The phenomenon has injected some fresh hope into China’s lackluster economic landscape.
Investors believe they can get back 10 times what they invested in the idol group.
The emerging young Chinese consumers have five characteristics.
First, they cannot keep their hands off their smartphones and spend a lot of their time shopping online.
Second, they are eager to express their own personality when buying products.
Third, they value taste and favor meaningful products and stories.
Fourth, they readily use credit cards to buy something they like.
Fifth, they are willing to live from paycheck to paycheck to enjoy quality of life.
Unlike their parents, the post-90s will spend all they have or even borrow from others to satisfy their desires.
They prefer to use leverage when investing in stocks, in the hope of making a fortune.
By contrast, their parents prefer to save and budget for their spending.
The post-90s might unleash vast buying power in the next decade as they enter the peak period of their careers and buying capacity between the ages of 21 and 30.
Online shopping is a favorite pastime.
Alibaba’s Singles Day shopping promotion took in over 10 billion yuan in the first 13 minutes.
The post-90s spend a total of 24 billion yuan in online shopping per month, a report released by comScore said.
On their shopping lists are clothes, cosmetics and mobile phones, the report said.
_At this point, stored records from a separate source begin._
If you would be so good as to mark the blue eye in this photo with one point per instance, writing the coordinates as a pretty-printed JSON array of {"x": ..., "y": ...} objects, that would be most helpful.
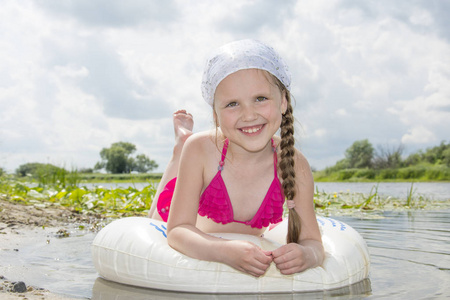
[
  {"x": 231, "y": 104},
  {"x": 260, "y": 99}
]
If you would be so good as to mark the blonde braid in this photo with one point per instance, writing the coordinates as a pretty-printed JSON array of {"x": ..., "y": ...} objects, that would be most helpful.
[{"x": 288, "y": 170}]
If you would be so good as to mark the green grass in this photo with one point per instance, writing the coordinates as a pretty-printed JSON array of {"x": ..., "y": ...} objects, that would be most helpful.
[
  {"x": 122, "y": 202},
  {"x": 110, "y": 203},
  {"x": 422, "y": 173}
]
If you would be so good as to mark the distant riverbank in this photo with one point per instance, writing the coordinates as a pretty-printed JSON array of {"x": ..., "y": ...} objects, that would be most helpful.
[{"x": 408, "y": 174}]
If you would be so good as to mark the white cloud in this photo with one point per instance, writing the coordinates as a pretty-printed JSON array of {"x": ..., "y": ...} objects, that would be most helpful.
[
  {"x": 419, "y": 135},
  {"x": 80, "y": 75}
]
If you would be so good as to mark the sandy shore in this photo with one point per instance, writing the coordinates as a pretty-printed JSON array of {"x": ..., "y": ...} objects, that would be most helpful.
[{"x": 16, "y": 218}]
There are 140 million people in China’s post-90s generation, making up 11.7 percent of the total population.
They account for 26 percent of the country’s online shoppers.
Their voracious appetite for spending online has driven the rallies in the stock prices of e-commerce leaders Alibaba Group Holding Ltd. and JD.com.
Microlending is another sector that has benefited from China’s emerging post-90s shoppers.
The younger generation borrows money through microlending apps to pay for travel or clubbing and repays by installments.
Tencent Holdings (00700.HK) has positioned itself well for this group of target consumers, through WeBank and social network platforms like WeChat and QQ.
The internet giant has achieved a 165 times return with dividends on the stock market over the last decade. How about the next?
Internet technology stocks have become the most sought-after in China’s switch to the new economy.
And it’s very likely that 17 foreign-listed China stocks will be included in two MSCI benchmarks this Friday, including Alibaba, Baidu Inc. and Qihoo 360 Technology Co. Ltd.
The move could attract US$7 billion from passive funds into these stocks.
This article appeared in the Hong Kong Economic Journal on Nov. 12.